Duane Michals – The dream of flowers

                                The end – Priscila Monteiro Santos (priscmonteiro.wordpress.com) 

                                Falaria da solidão, mas a verdade é que nunca estou só, então não sou apta para dizer do que nunca senti. Sei que ela existe, sei que me assombra, sei que a temo, por vezes não sempre. Falaria da paixão, do que dizem que às vezes é capaz de até corromper o coração. Mas da paixão não se fala, ou nela se vive e se entrega, ou morre-se cego, sem perceber, que é devido à paixão que hoje temos vida.

                                  Diria dos amigos, de como o tempo ao lado deles inexiste. Falaria até de quanto um dia já fui tão triste, falaria se achasse certo, de que penso que todos deveriam passar pelo deserto, provar não a ninguém, mas provar de si. Diria de como já sonhei que a vida fosse apenas versos, diria… mas não falei. De tudo na minha vida, que vivi, foi você todas as histórias que pensei valerem à pena, no fim, de nada quis falar, se não era para você escutar. No fim, decidi calar.

                                    Calei quando o amava, calei quando o quis, calei quando você se foi… e depois não quis falar, não quis partir, não quis estar, não quis viver. Porque não entendia o que era a vida, se não era para estar com você.

                                    Falaria de quanto Deus me ama, de quanto Ele amou toda a vida. Falaria de quanto me senti desprotegida, e de quanto fui ignorante, de quanto me senti incompreendida, mesmo tendo sido decifrada. Falaria de todas as manhãs que me fez descobrir, o que de verdade era a vida. Falaria de todos os sorrisos que roubaram a minha face, quando quis que ela fosse imóvel, porque você, não estava mais comigo, porque ele também antes de você já tinha partido, e porque não percebia que era tão protegida. Falaria dos meus pecados e erros tantas vezes cometidos, falaria das penitencias, que me dei sem saber que de todas, a única que servia era o perdão, falaria, de como sofrem os corações, que vivem guardados em si. Falaria, mas você partiu e meu coração partiu-se sem você.

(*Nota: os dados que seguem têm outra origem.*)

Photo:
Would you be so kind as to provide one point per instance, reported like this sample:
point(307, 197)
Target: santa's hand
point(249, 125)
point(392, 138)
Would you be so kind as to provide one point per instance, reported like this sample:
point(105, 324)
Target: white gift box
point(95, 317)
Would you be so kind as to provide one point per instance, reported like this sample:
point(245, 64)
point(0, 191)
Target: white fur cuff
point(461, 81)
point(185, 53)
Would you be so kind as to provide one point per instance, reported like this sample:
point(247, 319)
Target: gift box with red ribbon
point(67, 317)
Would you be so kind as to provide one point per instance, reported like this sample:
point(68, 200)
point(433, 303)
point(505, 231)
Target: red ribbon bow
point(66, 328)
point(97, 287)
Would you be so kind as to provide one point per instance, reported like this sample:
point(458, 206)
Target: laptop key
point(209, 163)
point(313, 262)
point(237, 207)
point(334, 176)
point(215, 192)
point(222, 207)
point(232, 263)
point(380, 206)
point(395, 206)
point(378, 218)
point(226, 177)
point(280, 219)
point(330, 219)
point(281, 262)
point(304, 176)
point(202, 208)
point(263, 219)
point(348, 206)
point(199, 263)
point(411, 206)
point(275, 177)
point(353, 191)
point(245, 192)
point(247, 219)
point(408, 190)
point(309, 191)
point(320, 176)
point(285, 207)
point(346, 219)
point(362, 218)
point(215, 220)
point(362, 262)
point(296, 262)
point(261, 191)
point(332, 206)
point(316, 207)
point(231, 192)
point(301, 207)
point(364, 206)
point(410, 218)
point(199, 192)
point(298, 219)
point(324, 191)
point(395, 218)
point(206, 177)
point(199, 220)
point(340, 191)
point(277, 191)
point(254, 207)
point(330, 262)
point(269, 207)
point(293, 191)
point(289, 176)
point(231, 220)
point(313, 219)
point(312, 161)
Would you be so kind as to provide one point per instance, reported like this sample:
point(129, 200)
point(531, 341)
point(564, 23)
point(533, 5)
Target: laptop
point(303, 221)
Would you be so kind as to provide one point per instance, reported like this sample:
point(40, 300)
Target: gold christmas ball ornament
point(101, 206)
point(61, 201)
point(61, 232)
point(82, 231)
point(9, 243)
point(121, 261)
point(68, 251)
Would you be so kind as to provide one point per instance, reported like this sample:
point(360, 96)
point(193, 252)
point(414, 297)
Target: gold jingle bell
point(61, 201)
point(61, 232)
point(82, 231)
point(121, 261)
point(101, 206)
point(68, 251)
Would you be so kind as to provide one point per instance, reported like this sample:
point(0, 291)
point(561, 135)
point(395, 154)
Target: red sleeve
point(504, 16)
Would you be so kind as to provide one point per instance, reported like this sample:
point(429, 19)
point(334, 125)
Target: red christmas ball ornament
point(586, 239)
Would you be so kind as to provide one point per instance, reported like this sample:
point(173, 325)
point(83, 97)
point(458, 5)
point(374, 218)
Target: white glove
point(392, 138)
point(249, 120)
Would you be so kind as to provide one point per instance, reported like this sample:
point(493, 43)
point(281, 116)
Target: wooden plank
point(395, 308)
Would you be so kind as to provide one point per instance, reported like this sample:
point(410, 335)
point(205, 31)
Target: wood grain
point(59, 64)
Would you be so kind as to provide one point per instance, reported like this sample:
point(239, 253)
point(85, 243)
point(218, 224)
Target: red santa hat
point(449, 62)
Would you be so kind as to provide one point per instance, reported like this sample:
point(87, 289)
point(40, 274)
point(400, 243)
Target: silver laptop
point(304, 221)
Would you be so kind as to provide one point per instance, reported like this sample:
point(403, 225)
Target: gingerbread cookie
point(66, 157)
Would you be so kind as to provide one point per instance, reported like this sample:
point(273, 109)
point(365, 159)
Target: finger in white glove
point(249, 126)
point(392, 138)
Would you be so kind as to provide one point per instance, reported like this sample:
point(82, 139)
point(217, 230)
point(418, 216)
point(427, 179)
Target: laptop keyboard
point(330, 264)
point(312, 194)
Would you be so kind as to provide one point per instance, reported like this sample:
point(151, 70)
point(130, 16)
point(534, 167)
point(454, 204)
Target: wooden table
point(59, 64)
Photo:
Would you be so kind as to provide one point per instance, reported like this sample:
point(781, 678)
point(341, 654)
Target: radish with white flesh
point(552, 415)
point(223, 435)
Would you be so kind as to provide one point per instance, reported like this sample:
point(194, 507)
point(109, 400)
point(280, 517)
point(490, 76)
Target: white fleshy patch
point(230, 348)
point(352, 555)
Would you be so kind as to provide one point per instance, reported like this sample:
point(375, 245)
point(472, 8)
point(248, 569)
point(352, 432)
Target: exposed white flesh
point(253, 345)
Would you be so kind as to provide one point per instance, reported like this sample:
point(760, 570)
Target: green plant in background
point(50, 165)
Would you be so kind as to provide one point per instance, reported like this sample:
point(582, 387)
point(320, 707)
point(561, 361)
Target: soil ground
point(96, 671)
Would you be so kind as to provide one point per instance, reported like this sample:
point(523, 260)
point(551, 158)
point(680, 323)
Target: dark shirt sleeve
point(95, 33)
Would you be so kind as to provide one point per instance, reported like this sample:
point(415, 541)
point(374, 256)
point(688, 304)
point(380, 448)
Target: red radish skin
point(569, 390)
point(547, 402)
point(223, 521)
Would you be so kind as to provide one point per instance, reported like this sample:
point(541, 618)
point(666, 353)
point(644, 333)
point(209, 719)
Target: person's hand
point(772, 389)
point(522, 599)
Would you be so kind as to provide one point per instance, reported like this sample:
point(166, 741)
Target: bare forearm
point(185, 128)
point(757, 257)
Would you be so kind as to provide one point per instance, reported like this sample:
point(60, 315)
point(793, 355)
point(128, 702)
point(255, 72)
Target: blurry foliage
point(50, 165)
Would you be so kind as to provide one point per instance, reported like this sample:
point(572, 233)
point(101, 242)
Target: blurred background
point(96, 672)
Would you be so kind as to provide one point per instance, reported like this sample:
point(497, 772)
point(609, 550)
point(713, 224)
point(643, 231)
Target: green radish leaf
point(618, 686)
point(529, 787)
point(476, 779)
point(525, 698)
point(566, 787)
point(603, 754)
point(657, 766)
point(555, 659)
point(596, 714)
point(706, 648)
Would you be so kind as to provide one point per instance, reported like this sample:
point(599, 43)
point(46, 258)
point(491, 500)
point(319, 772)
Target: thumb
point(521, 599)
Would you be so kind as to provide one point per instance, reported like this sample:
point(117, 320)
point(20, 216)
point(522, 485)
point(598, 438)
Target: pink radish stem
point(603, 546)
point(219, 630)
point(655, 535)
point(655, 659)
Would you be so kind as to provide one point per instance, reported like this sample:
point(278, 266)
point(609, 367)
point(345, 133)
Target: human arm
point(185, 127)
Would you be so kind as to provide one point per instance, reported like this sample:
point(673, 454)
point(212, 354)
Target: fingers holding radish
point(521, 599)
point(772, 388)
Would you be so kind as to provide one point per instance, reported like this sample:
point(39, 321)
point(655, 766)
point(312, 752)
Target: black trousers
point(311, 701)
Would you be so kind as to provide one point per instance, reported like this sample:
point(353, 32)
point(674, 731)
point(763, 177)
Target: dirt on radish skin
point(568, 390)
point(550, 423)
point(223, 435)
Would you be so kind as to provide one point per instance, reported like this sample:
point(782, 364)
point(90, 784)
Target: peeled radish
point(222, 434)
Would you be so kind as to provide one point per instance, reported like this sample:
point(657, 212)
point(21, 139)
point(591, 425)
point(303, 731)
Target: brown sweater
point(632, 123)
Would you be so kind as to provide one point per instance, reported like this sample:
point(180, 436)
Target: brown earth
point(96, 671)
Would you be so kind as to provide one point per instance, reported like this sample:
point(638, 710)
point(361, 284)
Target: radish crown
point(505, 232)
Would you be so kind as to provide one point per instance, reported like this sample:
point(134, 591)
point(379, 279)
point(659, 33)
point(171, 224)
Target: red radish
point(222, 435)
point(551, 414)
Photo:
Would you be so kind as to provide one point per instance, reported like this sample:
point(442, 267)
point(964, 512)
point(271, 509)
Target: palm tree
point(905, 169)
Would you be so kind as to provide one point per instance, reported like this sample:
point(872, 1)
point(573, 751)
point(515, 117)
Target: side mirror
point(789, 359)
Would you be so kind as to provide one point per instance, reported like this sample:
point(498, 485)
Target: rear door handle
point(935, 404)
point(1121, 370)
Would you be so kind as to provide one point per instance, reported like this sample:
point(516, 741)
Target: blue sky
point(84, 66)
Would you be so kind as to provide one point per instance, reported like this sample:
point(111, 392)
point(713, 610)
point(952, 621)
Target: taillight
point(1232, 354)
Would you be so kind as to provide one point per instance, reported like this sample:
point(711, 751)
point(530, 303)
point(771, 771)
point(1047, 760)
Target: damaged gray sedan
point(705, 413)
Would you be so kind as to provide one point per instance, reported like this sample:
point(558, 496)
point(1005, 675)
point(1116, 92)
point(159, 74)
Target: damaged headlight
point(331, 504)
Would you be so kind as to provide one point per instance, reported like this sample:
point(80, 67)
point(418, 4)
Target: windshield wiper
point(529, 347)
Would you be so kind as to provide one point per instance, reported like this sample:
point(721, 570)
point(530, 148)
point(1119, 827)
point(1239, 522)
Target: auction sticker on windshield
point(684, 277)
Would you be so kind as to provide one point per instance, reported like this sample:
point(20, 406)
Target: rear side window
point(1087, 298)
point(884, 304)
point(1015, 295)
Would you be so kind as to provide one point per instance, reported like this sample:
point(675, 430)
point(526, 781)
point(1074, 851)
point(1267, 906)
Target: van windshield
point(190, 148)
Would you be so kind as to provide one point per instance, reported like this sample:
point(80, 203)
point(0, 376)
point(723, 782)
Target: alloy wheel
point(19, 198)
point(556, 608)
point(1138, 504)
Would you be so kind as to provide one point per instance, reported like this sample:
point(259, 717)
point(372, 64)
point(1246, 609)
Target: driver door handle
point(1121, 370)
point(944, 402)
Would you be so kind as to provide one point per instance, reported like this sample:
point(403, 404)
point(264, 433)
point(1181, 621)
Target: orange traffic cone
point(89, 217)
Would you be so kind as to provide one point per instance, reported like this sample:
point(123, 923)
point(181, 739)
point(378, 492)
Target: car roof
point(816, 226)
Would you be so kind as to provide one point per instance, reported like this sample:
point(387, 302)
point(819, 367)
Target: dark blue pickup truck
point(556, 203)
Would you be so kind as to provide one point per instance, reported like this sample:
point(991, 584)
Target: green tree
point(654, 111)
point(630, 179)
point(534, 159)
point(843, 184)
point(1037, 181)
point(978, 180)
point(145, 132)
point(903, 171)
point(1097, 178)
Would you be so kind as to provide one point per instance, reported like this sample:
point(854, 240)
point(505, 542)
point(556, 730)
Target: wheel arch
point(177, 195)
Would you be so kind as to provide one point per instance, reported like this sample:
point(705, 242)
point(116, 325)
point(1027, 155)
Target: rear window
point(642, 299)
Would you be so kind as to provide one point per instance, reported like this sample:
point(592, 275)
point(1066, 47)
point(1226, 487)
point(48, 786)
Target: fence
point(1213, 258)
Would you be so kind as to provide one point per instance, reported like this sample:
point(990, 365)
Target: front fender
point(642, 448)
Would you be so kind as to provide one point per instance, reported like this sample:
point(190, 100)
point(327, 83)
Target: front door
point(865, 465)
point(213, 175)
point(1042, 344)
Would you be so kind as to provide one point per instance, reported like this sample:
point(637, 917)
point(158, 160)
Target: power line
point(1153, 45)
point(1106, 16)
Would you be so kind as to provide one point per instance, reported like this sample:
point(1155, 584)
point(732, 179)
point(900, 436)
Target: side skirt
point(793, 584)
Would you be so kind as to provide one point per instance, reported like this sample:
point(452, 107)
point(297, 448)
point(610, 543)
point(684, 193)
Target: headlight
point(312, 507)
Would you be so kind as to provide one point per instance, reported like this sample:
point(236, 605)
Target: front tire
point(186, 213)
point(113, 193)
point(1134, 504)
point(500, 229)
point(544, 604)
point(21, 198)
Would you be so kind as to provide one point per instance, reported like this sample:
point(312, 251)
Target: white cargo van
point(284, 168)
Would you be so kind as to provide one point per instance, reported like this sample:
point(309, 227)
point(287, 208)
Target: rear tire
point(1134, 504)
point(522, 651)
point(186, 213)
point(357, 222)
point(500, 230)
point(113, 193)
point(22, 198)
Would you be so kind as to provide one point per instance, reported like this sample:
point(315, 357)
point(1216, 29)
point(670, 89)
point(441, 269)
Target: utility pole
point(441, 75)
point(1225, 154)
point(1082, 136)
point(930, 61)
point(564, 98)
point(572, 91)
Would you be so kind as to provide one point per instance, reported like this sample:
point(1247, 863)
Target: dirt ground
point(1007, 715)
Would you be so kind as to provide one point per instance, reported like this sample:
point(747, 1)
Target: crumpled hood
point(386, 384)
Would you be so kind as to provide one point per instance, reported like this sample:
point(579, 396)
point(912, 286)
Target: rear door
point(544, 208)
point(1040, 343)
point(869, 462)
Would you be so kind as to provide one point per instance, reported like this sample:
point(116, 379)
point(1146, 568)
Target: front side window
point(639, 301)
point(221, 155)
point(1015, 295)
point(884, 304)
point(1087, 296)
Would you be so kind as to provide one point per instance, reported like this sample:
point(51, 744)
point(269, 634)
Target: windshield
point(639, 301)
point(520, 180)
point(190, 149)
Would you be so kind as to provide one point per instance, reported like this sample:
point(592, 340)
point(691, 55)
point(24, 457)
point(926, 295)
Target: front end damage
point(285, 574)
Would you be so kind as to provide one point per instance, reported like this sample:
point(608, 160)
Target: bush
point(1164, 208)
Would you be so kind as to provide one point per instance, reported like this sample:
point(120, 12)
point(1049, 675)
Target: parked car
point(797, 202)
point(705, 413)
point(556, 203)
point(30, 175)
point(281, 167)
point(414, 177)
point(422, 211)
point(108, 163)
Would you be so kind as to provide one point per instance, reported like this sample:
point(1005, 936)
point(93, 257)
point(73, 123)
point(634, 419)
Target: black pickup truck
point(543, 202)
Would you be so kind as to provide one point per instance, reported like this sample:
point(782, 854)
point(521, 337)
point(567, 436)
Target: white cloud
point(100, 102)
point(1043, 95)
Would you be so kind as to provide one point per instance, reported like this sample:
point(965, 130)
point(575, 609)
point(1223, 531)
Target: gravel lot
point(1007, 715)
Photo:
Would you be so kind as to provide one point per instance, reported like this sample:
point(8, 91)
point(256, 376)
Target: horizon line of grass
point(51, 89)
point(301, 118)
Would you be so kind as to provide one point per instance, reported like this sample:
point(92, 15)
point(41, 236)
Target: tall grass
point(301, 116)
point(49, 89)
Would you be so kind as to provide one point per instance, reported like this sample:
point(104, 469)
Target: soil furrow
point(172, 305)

                                    Calei, calei a dor que quis gritar, mas as lágrimas não pude conter, elas rolaram por anos sem fim, sem que quisesse saber o porque, calei todos os sorrisos que você não poderia ver, calei todas as palavras que quis que você ouvisse, calei meu coração quando tudo em mim doía, calei a própria vida, para não sentir nem dor nem ar.

                                     Um dia vi você e nesse dia entendi, não haveria forma de ser o que não tivesse de ser, lembrei de uma frase, que você gostava de repetir, era tola e engraçada, era seu jeito de viver a vida, “se ainda não deu certo, é porque ainda não chegou no fim”. No fim, sempre te amei, no fim, ainda te amo, no fim, não sei o que é o amor, no fim, o amor é o que sinto quando penso que no fim, pode ainda não ser fim.